I like to think that I knew you before that gloomy Sunday, but I think that was the day that you actually began to make sense, that the contents of your mind were willingly spilled into my hands. At the very least, it helped to pry my eyes open just a little bit further in regards to who you really were.

It was sprinkling outside, but the awning over the bench kept us dry. People hurried by all around, umbrellas unfurled, and took no notice of the girl and boy sitting there and watching them all.

“Look at that guy over there,” I remarked, flicking a finger across the street. You looked up, narrowed your eyes—blinked twice as you caught sight of the young man, dressed entirely in firetruck red and standing on a skateboard with a boombox balanced on his shoulder. As the light changed, he glided across the street, taking no notice as he coasted through a puddle and sprayed an army of sensible-shoe tourists.

“Oh my,” you said, as he disappeared down the block. That was all, but then there was the flurry of wind-stricken pages, the scratch of ballpoint against the notebook in your lap.

“We'll call him Eric,” you told me.

This was how you watched people; you stood aside and let them pass, but froze them momentarily with your pen, captured them in the span of a heartbeat with words on paper. It was, you explained, the way you developed all your characters.

I watched too, helping where I could, but for a lot of the time I studied you out of the corner of my eye. I watched your hair, waves of russet brushstrokes in the air. Your cheeks pink with the cold, your green eyes bright and ringed with makeup. Your lips, candy apple red, pursed in concentration.
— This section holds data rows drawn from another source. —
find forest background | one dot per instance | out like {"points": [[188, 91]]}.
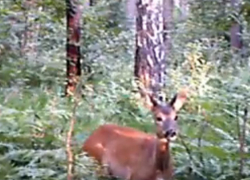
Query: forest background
{"points": [[205, 54]]}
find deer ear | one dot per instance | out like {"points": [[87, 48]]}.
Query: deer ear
{"points": [[151, 101], [179, 99]]}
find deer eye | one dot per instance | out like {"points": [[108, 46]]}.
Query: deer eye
{"points": [[158, 119]]}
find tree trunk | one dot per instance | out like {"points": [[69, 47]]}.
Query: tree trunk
{"points": [[184, 9], [235, 31], [73, 13], [168, 7], [150, 47], [30, 34], [130, 14]]}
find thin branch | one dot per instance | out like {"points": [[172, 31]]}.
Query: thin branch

You were bright and colorful, a peony painted onto the gray afternoon. You were dazzling.

Our tea, to go, sat in paper cups beside us, losing steam with every heartbeat. Occasionally you'd pause, take a sip, and leave a smile for me. Then you'd turn, back to being a silent watcher.

“Look there,” you'd say every now and then, pointing to that little girl in pink high heels chasing after her mother, or that tall man with the umbrella who ran into a streetlamp while looking down at his phone. There are characters everywhere, you told me. Just waiting, waiting for someone to find them.

You were bright-eyed when you finally took a break, your scarlet lips knit into a smile. I pulled my camera from my pocket and snapped your picture as you briefly closed your eyes. I was getting a lot of use out of the thing, it's just that nearly every photograph I took was of you.

I watched the captured moment slip out of the camera, and fingered the glossy paper for a moment before sliding it into the notebook with all the others. It was the notebook you'd given me, my Christmas gift, and I'd taken to carrying it everywhere, so that I'd always have a story at my fingertips and because it reminded me so much of you.

You yawned softly, then sighed, your loose bun teetering atop your head. Then you leaned over and kissed me, for no reason except because you could, and wanted to, and no one was going to stop you.